Table 1. Reinforcement Schedules
Reinforcement Schedule	Description	Result	Example
Fixed interval	Reinforcement is delivered at predictable time intervals (e.g., after 5, 10, 15, and 20 minutes).	Moderate response rate with significant pauses after reinforcement	Reward for practice time
Variable interval	Reinforcement is delivered at unpredictable time intervals (e.g., after 5, 7, 10, and 20 minutes).	Moderate yet steady response rate	Random quality checks
Fixed ratio	Reinforcement is delivered after a predictable number of responses (e.g., after 2, 4, 6, and 8 responses).	High response rate with pauses after reinforcement	Piecework—factory worker getting paid for every x number of items manufactured
Variable ratio	Reinforcement is delivered after an unpredictable number of responses (e.g., after 1, 4, 5, and 9 responses).	High and steady response rate	Gambling

Acquisition and Extinction in Operant Conditioning

Just like in classical conditioning, behaviors in operant conditioning follow predictable phases:

During the acquisition phase of operant conditioning, the organism learns to associate its behavior with a specific consequence. Once the behavior is acquired, subsequent processes such as maintenance, generalization, and extinction come into play.
- Maintenance refers to the continued performance of the behavior over time.
- Generalization involves applying the learned behavior to similar situations or stimuli.
- Extinction occurs when the behavior decreases or disappears due to the lack of reinforcement.
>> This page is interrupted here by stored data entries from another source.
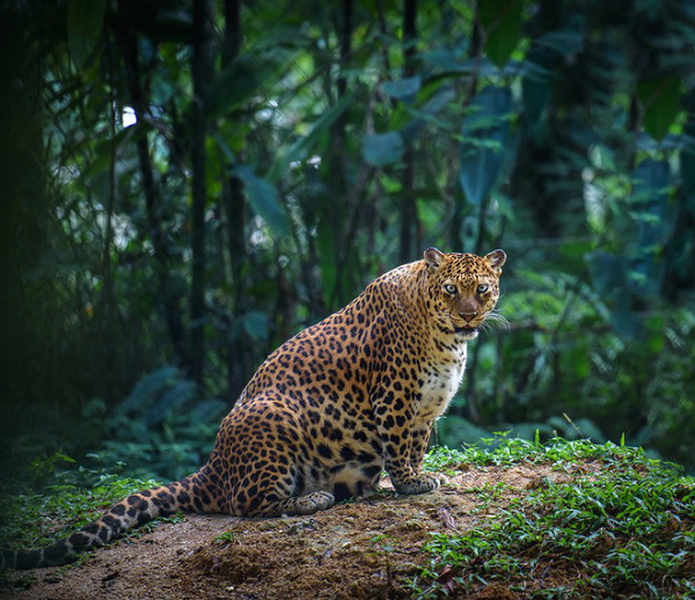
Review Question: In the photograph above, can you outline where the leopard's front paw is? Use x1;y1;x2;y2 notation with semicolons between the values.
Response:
392;473;442;495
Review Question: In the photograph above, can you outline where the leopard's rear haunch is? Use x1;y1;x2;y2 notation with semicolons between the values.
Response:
0;468;216;570
2;248;506;570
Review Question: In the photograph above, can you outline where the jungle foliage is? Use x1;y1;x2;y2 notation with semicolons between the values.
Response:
1;0;695;485
420;440;695;598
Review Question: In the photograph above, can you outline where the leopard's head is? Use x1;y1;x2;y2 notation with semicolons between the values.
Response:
423;247;506;340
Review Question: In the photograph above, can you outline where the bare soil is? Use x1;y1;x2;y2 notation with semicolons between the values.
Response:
1;463;586;600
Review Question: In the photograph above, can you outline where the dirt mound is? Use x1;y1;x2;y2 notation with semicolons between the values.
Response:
1;464;569;599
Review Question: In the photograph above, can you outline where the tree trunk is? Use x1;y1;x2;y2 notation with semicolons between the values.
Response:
335;0;353;305
400;0;419;263
337;0;353;100
99;32;118;404
221;0;249;400
190;0;215;385
0;4;46;416
118;29;190;372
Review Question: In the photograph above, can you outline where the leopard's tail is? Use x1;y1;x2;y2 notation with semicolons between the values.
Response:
0;466;219;571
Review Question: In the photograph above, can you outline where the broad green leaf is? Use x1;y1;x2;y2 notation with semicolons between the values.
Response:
231;165;291;237
479;0;523;67
633;159;670;204
362;132;404;167
637;75;683;141
54;452;77;464
372;81;457;162
522;75;551;135
421;85;456;114
420;48;465;71
399;86;456;143
568;344;590;379
382;76;422;102
242;311;269;341
68;0;106;69
522;45;557;136
191;400;227;421
379;173;403;194
316;216;337;303
534;30;583;56
586;251;627;296
206;51;284;119
609;303;643;338
145;380;197;427
632;159;672;295
119;367;181;413
268;92;353;182
585;252;641;337
459;85;512;206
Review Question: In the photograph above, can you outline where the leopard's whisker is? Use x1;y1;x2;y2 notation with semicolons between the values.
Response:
484;310;510;331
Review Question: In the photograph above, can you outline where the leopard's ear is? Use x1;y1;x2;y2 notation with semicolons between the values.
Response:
483;249;507;276
424;247;445;271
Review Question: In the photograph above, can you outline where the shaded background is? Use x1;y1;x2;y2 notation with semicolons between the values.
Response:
1;0;694;488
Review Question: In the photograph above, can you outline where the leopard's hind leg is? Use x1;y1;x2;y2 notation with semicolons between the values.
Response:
213;395;335;517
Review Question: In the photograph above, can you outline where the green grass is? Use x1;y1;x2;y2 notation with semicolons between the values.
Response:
416;438;695;598
424;433;652;471
0;467;176;589
0;470;166;550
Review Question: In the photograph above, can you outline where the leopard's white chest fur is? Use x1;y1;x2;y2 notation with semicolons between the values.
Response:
415;344;467;425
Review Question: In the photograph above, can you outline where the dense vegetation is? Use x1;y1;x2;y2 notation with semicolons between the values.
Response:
420;440;695;598
1;0;694;492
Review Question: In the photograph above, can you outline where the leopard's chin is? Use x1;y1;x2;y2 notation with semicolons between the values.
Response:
454;326;479;340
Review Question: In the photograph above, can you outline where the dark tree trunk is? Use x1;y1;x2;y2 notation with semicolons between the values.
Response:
400;0;419;263
0;4;46;418
337;0;353;100
190;0;215;385
336;0;353;304
221;0;249;400
449;2;482;254
118;29;190;371
222;0;242;65
99;32;118;404
323;0;354;307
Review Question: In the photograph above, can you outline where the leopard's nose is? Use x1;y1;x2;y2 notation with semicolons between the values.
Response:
459;311;478;321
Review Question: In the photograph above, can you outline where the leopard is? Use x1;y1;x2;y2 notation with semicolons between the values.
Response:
0;247;506;570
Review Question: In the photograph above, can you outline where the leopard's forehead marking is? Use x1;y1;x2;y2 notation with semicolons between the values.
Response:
439;253;497;280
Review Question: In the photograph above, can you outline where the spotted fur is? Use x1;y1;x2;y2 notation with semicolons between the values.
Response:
1;248;506;570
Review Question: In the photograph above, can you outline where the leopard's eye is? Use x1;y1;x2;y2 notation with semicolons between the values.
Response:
476;284;489;294
443;284;457;295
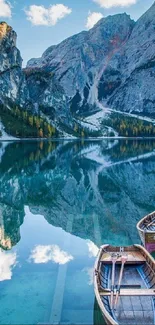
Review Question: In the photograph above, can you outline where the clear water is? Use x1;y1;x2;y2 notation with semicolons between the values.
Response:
0;139;155;325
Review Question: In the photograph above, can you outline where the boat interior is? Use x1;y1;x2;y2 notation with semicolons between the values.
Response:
98;247;155;325
141;212;155;231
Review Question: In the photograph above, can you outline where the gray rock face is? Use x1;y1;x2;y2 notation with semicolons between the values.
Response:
24;68;70;124
27;3;155;116
108;2;155;114
0;22;28;107
27;14;134;113
0;22;20;71
0;22;69;129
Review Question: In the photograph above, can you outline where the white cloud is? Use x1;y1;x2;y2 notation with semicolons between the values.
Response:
0;249;16;281
83;267;94;285
87;240;99;257
86;11;103;29
29;245;74;265
93;0;137;8
25;4;72;26
0;0;11;17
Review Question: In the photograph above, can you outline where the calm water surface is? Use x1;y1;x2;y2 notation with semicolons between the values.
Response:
0;139;155;324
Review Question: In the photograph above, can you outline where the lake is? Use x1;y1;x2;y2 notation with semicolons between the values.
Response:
0;139;155;325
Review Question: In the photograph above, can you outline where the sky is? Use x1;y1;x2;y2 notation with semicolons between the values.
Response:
0;0;154;66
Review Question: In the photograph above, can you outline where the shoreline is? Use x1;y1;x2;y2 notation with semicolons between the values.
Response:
1;136;155;142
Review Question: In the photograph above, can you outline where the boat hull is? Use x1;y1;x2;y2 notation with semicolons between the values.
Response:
137;211;155;253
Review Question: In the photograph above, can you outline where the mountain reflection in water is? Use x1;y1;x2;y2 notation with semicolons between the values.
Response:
0;139;155;249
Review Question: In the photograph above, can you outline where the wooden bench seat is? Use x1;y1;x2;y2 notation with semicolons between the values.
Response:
101;252;146;264
100;289;155;296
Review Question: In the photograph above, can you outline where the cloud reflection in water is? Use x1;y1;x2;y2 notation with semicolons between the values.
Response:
0;249;17;281
29;245;74;265
83;267;94;286
87;240;99;257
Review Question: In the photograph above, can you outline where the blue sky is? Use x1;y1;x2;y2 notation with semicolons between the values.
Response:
0;0;154;66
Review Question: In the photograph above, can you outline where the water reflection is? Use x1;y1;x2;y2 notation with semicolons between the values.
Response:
94;299;106;325
0;204;24;250
29;245;74;265
0;249;16;281
87;241;99;257
0;139;155;250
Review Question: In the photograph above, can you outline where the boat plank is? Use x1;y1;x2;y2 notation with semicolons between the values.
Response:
100;289;155;296
101;252;146;264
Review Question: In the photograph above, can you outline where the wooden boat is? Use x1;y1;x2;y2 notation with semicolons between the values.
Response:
94;244;155;325
137;211;155;253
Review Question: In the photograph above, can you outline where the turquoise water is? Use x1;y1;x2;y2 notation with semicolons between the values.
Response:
0;139;155;324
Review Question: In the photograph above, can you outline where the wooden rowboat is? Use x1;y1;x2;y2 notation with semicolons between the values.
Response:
137;211;155;253
94;244;155;325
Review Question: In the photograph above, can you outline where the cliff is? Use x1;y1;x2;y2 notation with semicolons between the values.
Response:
0;22;28;107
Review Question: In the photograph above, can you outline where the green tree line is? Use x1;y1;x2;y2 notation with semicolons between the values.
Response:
0;104;57;138
105;113;155;137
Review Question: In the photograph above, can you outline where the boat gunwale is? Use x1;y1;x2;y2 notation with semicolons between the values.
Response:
94;244;118;325
94;244;155;325
137;211;155;234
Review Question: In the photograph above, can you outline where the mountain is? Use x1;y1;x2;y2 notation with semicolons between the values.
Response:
27;13;135;114
0;22;72;138
27;2;155;117
1;3;155;138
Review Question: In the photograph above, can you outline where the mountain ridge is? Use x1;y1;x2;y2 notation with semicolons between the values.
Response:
1;3;155;138
27;12;134;105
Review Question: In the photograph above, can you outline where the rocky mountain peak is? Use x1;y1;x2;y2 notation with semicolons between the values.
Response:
0;22;16;47
93;12;134;29
0;22;11;38
0;21;28;107
26;11;135;109
88;13;135;54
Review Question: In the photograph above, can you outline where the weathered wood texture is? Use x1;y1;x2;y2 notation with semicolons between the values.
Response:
94;245;155;325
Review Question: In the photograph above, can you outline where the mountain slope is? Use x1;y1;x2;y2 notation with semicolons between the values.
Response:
0;22;71;138
108;2;155;115
27;2;155;117
27;13;135;114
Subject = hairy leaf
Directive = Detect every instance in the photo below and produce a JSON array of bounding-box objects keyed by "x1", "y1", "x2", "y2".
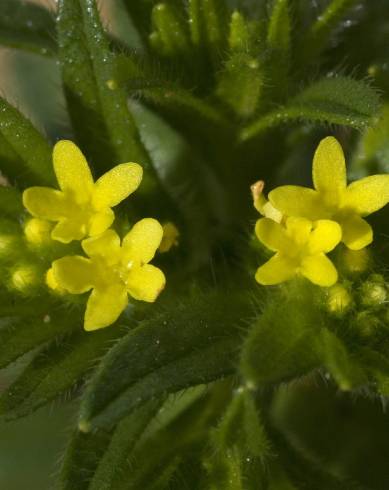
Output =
[
  {"x1": 0, "y1": 310, "x2": 79, "y2": 370},
  {"x1": 0, "y1": 97, "x2": 54, "y2": 186},
  {"x1": 79, "y1": 291, "x2": 251, "y2": 430},
  {"x1": 240, "y1": 77, "x2": 380, "y2": 141},
  {"x1": 299, "y1": 0, "x2": 361, "y2": 64},
  {"x1": 57, "y1": 0, "x2": 150, "y2": 175},
  {"x1": 0, "y1": 0, "x2": 56, "y2": 56},
  {"x1": 0, "y1": 325, "x2": 120, "y2": 420}
]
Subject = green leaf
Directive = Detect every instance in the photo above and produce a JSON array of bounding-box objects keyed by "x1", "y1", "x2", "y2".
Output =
[
  {"x1": 240, "y1": 76, "x2": 381, "y2": 141},
  {"x1": 60, "y1": 399, "x2": 162, "y2": 490},
  {"x1": 188, "y1": 0, "x2": 229, "y2": 64},
  {"x1": 0, "y1": 97, "x2": 54, "y2": 186},
  {"x1": 204, "y1": 390, "x2": 269, "y2": 490},
  {"x1": 240, "y1": 287, "x2": 322, "y2": 388},
  {"x1": 0, "y1": 326, "x2": 120, "y2": 420},
  {"x1": 79, "y1": 291, "x2": 251, "y2": 431},
  {"x1": 298, "y1": 0, "x2": 361, "y2": 64},
  {"x1": 60, "y1": 428, "x2": 113, "y2": 490},
  {"x1": 87, "y1": 399, "x2": 164, "y2": 490},
  {"x1": 57, "y1": 0, "x2": 151, "y2": 175},
  {"x1": 216, "y1": 52, "x2": 264, "y2": 118},
  {"x1": 319, "y1": 328, "x2": 366, "y2": 391},
  {"x1": 0, "y1": 309, "x2": 79, "y2": 370},
  {"x1": 0, "y1": 0, "x2": 56, "y2": 56},
  {"x1": 266, "y1": 0, "x2": 291, "y2": 99},
  {"x1": 150, "y1": 3, "x2": 191, "y2": 57}
]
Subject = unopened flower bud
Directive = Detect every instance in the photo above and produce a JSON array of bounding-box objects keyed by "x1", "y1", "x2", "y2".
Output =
[
  {"x1": 327, "y1": 284, "x2": 352, "y2": 314},
  {"x1": 24, "y1": 218, "x2": 52, "y2": 246},
  {"x1": 10, "y1": 265, "x2": 40, "y2": 293},
  {"x1": 342, "y1": 248, "x2": 370, "y2": 274},
  {"x1": 360, "y1": 277, "x2": 387, "y2": 307}
]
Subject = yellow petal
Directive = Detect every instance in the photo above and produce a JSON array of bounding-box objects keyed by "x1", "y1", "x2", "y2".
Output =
[
  {"x1": 307, "y1": 220, "x2": 342, "y2": 254},
  {"x1": 312, "y1": 136, "x2": 346, "y2": 202},
  {"x1": 82, "y1": 229, "x2": 121, "y2": 263},
  {"x1": 52, "y1": 256, "x2": 96, "y2": 293},
  {"x1": 84, "y1": 284, "x2": 128, "y2": 331},
  {"x1": 122, "y1": 218, "x2": 163, "y2": 265},
  {"x1": 300, "y1": 254, "x2": 338, "y2": 287},
  {"x1": 255, "y1": 253, "x2": 296, "y2": 285},
  {"x1": 88, "y1": 209, "x2": 115, "y2": 236},
  {"x1": 285, "y1": 217, "x2": 312, "y2": 246},
  {"x1": 92, "y1": 163, "x2": 143, "y2": 210},
  {"x1": 340, "y1": 215, "x2": 373, "y2": 250},
  {"x1": 269, "y1": 186, "x2": 324, "y2": 220},
  {"x1": 255, "y1": 218, "x2": 288, "y2": 252},
  {"x1": 53, "y1": 140, "x2": 94, "y2": 202},
  {"x1": 126, "y1": 264, "x2": 166, "y2": 302},
  {"x1": 23, "y1": 187, "x2": 67, "y2": 220},
  {"x1": 51, "y1": 218, "x2": 86, "y2": 243},
  {"x1": 344, "y1": 175, "x2": 389, "y2": 216}
]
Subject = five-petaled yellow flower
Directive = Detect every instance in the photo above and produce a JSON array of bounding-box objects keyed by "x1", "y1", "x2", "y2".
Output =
[
  {"x1": 255, "y1": 217, "x2": 341, "y2": 287},
  {"x1": 269, "y1": 137, "x2": 389, "y2": 250},
  {"x1": 49, "y1": 219, "x2": 166, "y2": 331},
  {"x1": 23, "y1": 140, "x2": 143, "y2": 243}
]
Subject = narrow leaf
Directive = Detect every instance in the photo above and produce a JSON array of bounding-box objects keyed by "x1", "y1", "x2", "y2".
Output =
[
  {"x1": 0, "y1": 0, "x2": 56, "y2": 56},
  {"x1": 240, "y1": 290, "x2": 322, "y2": 388},
  {"x1": 266, "y1": 0, "x2": 291, "y2": 99},
  {"x1": 240, "y1": 77, "x2": 381, "y2": 141},
  {"x1": 79, "y1": 291, "x2": 250, "y2": 430},
  {"x1": 57, "y1": 0, "x2": 151, "y2": 174},
  {"x1": 0, "y1": 326, "x2": 120, "y2": 420},
  {"x1": 0, "y1": 309, "x2": 79, "y2": 370},
  {"x1": 299, "y1": 0, "x2": 361, "y2": 64},
  {"x1": 0, "y1": 97, "x2": 54, "y2": 186}
]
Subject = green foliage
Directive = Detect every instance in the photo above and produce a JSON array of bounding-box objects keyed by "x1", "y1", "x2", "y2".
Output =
[
  {"x1": 0, "y1": 0, "x2": 56, "y2": 56},
  {"x1": 2, "y1": 1, "x2": 389, "y2": 489}
]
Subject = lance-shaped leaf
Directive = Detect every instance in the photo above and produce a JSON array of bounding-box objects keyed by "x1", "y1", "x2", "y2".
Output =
[
  {"x1": 266, "y1": 0, "x2": 291, "y2": 100},
  {"x1": 57, "y1": 0, "x2": 151, "y2": 174},
  {"x1": 0, "y1": 97, "x2": 54, "y2": 186},
  {"x1": 0, "y1": 0, "x2": 56, "y2": 56},
  {"x1": 204, "y1": 390, "x2": 270, "y2": 490},
  {"x1": 60, "y1": 399, "x2": 162, "y2": 490},
  {"x1": 110, "y1": 386, "x2": 227, "y2": 490},
  {"x1": 298, "y1": 0, "x2": 361, "y2": 64},
  {"x1": 240, "y1": 290, "x2": 322, "y2": 388},
  {"x1": 0, "y1": 310, "x2": 80, "y2": 370},
  {"x1": 240, "y1": 76, "x2": 381, "y2": 141},
  {"x1": 319, "y1": 328, "x2": 366, "y2": 391},
  {"x1": 79, "y1": 291, "x2": 251, "y2": 431},
  {"x1": 0, "y1": 325, "x2": 121, "y2": 421}
]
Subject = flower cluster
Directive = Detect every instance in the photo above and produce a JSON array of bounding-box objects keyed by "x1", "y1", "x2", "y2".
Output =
[
  {"x1": 254, "y1": 137, "x2": 389, "y2": 287},
  {"x1": 22, "y1": 141, "x2": 166, "y2": 331}
]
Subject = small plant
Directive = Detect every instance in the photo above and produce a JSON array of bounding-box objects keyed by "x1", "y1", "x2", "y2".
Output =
[{"x1": 1, "y1": 0, "x2": 389, "y2": 488}]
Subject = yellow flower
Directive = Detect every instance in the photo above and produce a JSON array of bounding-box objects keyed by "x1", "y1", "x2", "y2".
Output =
[
  {"x1": 255, "y1": 216, "x2": 341, "y2": 287},
  {"x1": 251, "y1": 180, "x2": 282, "y2": 223},
  {"x1": 23, "y1": 140, "x2": 143, "y2": 243},
  {"x1": 269, "y1": 137, "x2": 389, "y2": 250},
  {"x1": 51, "y1": 219, "x2": 166, "y2": 331},
  {"x1": 159, "y1": 222, "x2": 180, "y2": 253}
]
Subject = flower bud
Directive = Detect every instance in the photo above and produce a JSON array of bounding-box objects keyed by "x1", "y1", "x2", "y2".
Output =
[
  {"x1": 355, "y1": 311, "x2": 381, "y2": 338},
  {"x1": 342, "y1": 248, "x2": 370, "y2": 274},
  {"x1": 360, "y1": 275, "x2": 387, "y2": 307},
  {"x1": 327, "y1": 284, "x2": 352, "y2": 314},
  {"x1": 0, "y1": 234, "x2": 16, "y2": 257},
  {"x1": 24, "y1": 218, "x2": 52, "y2": 246},
  {"x1": 10, "y1": 265, "x2": 40, "y2": 293},
  {"x1": 46, "y1": 267, "x2": 66, "y2": 294}
]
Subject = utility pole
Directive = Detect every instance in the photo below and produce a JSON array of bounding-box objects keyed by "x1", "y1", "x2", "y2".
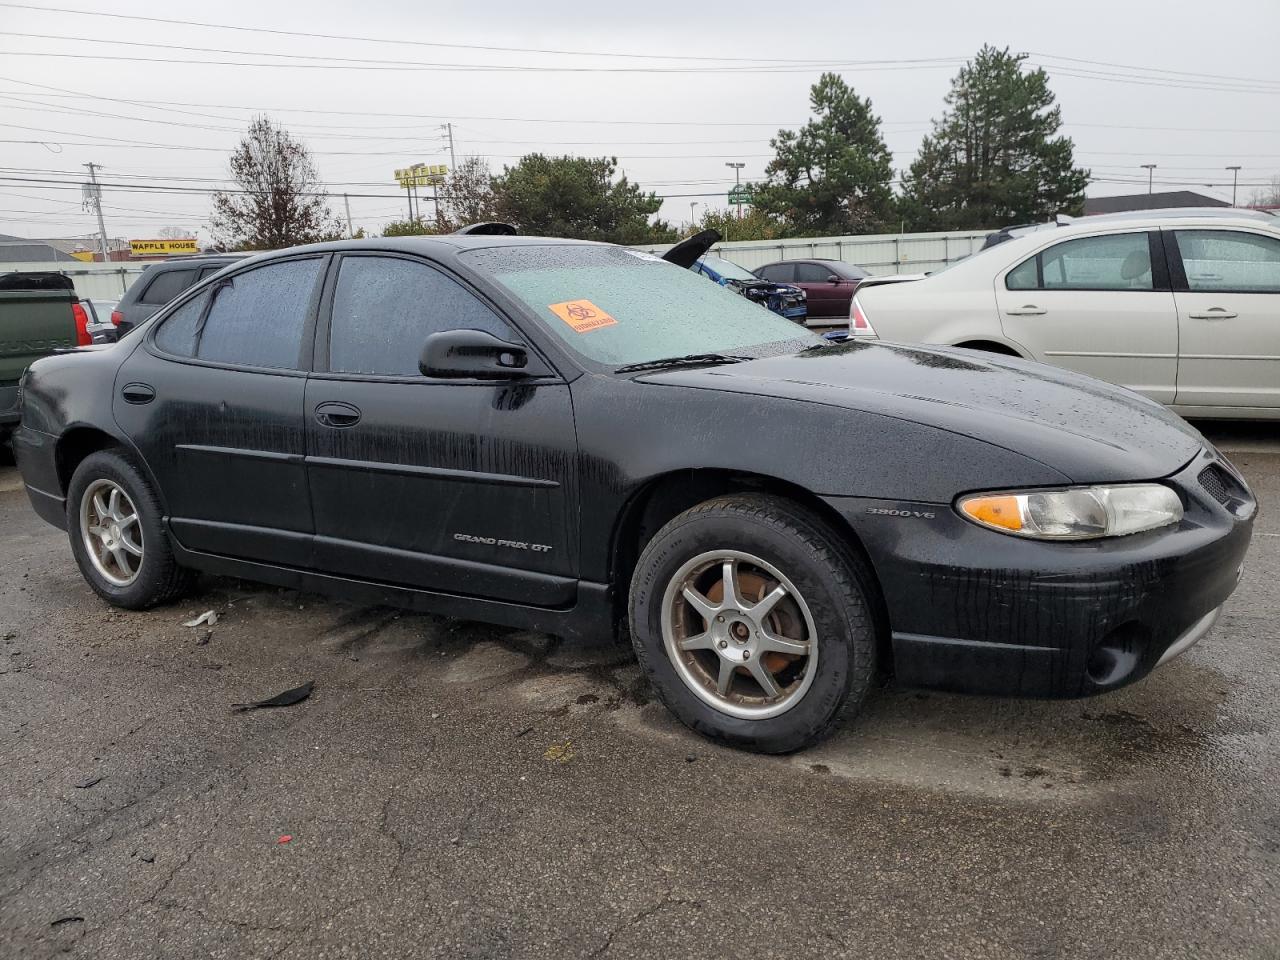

In operant conditioning, extinction of a reinforced behavior occurs at some point after reinforcement stops, and the speed at which this happens depends on the reinforcement schedule. In a variable ratio schedule, the point of extinction comes very slowly, as described above. But in the other reinforcement schedules, extinction may come quickly. Among the reinforcement schedules, variable ratio is the most productive and the most resistant to extinction. Fixed interval is the least productive and the easiest to extinguish (Figure 1).